US5132659A

US5132659A - Flashing light siren alarm

Info

Publication number: US5132659A
Application number: US07/547,860
Authority: US
Inventors: Ching L. Kuo
Original assignee: Individual
Current assignee: Individual
Priority date: 1990-07-03
Filing date: 1990-07-03
Publication date: 1992-07-21
Anticipated expiration: 2010-07-03

Abstract

A novel flashing light siren alarm which, when activated, provides a bright flashing strobe light and loud siren sound which attract attention. A flashing light siren and sound alarm which includes (a) a light emitting apparatus; (b) a sound emitting apparatus; (c) a battery adapted to power the light emitting apparatus and the sound emitting apparatus; and (d) a causing which carries the light and sound emitting apparatus, and the battery.

Description

FIELD OF THE INVENTION

This invention pertains to a novel flashing light and sound siren alarm which, when activated, provides a bright flashing strobe light and loud siren sound which attract attention.

BACKGROUND OF THE INVENTION

According to usual safety and security practice, warning strobe lights and sirens alarms are widely used in protecting construction sites, warehouses, institution buildings, police, military and special purpose vehicles against trespassers and intruders.

Many commercially available strobe light alarm systems are heavy, expensive and not readily portable. Some siren alarm systems rely solely on a loud piercing siren sound to generate an alarm.

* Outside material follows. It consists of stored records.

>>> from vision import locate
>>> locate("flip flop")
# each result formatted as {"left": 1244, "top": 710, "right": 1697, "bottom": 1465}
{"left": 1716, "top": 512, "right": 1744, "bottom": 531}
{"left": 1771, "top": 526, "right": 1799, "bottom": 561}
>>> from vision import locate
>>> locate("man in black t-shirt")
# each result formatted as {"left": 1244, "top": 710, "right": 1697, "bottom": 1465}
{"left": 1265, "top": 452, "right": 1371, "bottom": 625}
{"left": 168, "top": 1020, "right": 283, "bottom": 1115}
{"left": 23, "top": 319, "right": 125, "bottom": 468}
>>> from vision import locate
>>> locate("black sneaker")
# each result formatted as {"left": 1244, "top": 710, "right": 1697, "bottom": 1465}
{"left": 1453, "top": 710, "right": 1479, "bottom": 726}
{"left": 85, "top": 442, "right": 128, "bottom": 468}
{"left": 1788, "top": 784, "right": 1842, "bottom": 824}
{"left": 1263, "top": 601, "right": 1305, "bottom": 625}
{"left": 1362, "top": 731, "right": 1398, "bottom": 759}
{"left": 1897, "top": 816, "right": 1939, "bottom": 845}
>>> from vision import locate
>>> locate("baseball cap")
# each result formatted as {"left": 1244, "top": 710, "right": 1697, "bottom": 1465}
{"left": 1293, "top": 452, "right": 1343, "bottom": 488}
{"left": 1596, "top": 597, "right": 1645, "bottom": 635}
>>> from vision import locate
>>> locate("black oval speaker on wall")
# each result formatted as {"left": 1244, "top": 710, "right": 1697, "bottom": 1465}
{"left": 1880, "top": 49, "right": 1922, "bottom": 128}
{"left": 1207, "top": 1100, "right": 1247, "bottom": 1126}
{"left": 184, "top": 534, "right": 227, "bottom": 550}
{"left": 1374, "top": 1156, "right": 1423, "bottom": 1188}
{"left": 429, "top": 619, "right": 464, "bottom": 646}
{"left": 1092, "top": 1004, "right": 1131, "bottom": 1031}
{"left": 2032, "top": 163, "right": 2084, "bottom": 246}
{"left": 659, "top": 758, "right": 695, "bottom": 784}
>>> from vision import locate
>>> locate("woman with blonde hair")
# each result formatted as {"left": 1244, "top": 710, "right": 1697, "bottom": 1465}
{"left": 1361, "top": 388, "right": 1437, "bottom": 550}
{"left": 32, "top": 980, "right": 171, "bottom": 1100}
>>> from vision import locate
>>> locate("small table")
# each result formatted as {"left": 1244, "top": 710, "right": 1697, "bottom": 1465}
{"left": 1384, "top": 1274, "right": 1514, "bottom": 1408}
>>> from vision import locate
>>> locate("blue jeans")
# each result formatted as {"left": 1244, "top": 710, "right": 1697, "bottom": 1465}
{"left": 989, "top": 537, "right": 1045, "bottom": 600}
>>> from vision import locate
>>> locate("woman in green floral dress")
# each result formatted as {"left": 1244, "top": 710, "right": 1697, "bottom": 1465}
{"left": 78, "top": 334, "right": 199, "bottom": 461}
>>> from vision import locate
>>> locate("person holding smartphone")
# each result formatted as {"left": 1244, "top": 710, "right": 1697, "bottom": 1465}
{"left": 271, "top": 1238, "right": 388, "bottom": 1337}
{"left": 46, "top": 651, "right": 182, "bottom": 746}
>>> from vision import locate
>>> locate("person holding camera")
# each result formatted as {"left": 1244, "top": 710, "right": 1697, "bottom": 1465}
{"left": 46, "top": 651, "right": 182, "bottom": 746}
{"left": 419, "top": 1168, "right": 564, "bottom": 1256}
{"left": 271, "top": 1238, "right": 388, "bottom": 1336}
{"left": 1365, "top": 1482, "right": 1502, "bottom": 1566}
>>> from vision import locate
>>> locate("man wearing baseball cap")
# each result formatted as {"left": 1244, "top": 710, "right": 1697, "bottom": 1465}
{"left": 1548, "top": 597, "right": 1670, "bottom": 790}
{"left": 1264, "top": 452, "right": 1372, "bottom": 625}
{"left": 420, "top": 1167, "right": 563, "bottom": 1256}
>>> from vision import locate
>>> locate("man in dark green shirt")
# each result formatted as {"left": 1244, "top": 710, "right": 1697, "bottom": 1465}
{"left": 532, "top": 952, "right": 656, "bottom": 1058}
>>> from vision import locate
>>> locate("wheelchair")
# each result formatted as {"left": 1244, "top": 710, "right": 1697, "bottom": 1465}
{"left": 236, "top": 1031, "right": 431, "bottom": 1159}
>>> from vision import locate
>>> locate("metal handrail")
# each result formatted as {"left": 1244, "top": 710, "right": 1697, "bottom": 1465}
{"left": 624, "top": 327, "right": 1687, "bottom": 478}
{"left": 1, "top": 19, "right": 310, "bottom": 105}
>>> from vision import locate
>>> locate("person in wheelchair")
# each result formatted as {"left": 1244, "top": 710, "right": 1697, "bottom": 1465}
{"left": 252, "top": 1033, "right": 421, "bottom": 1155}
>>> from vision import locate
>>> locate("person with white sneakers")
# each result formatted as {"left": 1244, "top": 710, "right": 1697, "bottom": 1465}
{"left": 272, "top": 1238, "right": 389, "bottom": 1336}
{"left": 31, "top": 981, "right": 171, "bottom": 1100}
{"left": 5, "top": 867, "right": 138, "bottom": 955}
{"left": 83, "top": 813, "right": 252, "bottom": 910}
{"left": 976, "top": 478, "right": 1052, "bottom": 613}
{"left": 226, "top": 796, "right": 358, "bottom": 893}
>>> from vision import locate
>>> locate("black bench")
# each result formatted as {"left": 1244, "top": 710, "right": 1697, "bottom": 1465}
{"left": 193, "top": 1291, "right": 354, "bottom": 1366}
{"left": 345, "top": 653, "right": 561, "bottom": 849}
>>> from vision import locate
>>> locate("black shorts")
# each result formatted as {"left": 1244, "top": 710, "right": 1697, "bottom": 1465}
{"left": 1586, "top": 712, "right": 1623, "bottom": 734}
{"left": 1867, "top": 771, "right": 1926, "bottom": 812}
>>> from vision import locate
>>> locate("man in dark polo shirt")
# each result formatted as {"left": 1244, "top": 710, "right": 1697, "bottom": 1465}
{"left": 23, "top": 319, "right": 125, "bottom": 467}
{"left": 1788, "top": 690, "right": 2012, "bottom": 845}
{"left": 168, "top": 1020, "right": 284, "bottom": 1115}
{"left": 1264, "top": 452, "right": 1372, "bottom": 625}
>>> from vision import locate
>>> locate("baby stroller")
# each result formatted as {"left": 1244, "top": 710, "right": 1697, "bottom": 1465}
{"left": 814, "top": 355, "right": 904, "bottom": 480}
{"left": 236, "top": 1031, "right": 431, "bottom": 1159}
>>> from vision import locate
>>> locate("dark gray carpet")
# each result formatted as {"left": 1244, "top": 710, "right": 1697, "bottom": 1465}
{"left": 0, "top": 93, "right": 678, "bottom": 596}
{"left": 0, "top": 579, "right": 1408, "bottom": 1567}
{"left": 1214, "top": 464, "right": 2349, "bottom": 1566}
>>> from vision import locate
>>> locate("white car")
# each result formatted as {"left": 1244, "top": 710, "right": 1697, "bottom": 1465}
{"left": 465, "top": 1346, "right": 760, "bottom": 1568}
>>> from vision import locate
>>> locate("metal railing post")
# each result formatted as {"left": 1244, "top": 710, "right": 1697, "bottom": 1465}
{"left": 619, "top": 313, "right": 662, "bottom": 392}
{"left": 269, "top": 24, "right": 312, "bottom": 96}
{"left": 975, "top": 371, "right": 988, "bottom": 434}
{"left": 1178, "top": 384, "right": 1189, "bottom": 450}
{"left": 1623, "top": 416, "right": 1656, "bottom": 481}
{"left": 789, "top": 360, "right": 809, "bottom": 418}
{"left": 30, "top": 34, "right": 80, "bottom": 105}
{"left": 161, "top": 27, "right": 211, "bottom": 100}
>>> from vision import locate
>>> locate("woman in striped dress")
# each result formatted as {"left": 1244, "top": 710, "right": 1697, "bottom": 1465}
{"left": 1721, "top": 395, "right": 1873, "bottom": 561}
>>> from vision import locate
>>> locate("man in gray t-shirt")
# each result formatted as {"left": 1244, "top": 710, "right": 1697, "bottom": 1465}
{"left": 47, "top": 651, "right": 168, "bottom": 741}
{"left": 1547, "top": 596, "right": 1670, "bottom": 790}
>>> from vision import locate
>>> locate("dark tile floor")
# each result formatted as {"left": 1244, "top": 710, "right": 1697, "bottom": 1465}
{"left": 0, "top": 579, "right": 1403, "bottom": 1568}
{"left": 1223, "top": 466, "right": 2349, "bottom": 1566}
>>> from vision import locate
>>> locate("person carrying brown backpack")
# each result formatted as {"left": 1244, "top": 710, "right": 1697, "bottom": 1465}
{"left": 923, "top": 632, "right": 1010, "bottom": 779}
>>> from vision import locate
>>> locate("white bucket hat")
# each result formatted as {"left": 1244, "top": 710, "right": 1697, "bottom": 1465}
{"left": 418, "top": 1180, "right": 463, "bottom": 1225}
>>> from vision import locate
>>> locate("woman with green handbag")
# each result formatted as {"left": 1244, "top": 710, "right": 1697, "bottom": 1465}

There is available in the market place, a Radio Shack flashing light sound alarm device but it has sound holes in the bottom and the sound is smothered when the device is set down on the ground or a solid surface.

SUMMARY OF THE INVENTION

The invention pertains to a flashing light siren and sound alarm which comprises of a light emitting means; a sound emitting means; a sound reflecting means proximate to the sound emitting means adapted to disperse the sound emitted by the sound emitting means laterally and radially through 360° ; a battery adapted to power the light emitting means and the sound emitting means; and a casing which carries the light and sound emitting means, and the battery, the casing having a plurality of sound passing ports distributed 360° around the side periphery of the casing. The sound reflecting means can be a convex surface which reflects the sound emitted by the sound emitting means radially through the sound passing ports. The casing of the alarm can comprise three sections, an upper cup-like section which encloses the light emitting means, a cup-like mid-section which houses the sound emitting means, and a cup-like lower section which houses the sound reflecting means, the three sections being releasably connected together. The plurality of sound passing ports can be spacially distributed around the circumference of the mid-section of the casing. The sound emitting means can be a loud-speaker which is positioned at the base of the mid-section and emits sound in a downwardly direction. The sound reflecting means can also be positioned at the top of the lower section, with its convex surface facing upwardly to face the underside of the loud-speaker when the lower section and mid-section are connected together. The sound passing ports in the lower section can be distributed laterally around the periphery of the convex sound reflecting means.

The alarm is equipped with a DC electric power source which by actuation with an on-off switch means, powers an oscillator which in series drives and pulsates the light emitting means. The DC power source can activate in series first and second oscillating means which drive the sound emitting means, the first oscillating means comprising a circuit of at least one resistor, at least one capacitor and at least one transistor, which co-operate to produce an oscillating signal, and the second oscillating means comprising a circuit of at least one resistor, at least one capacitor and at least one transistor which co-operate to produce an output which drives the sound emitting means. The output of the power source can pass through a transformer, at least one resistor, and at least one transistor, and a capacitor which builds up voltage to a level where it discharges and activates the light emitting means and the output of the capacitor can also be connected to a pair of trigger electrodes, which cause the light emitting means to flash.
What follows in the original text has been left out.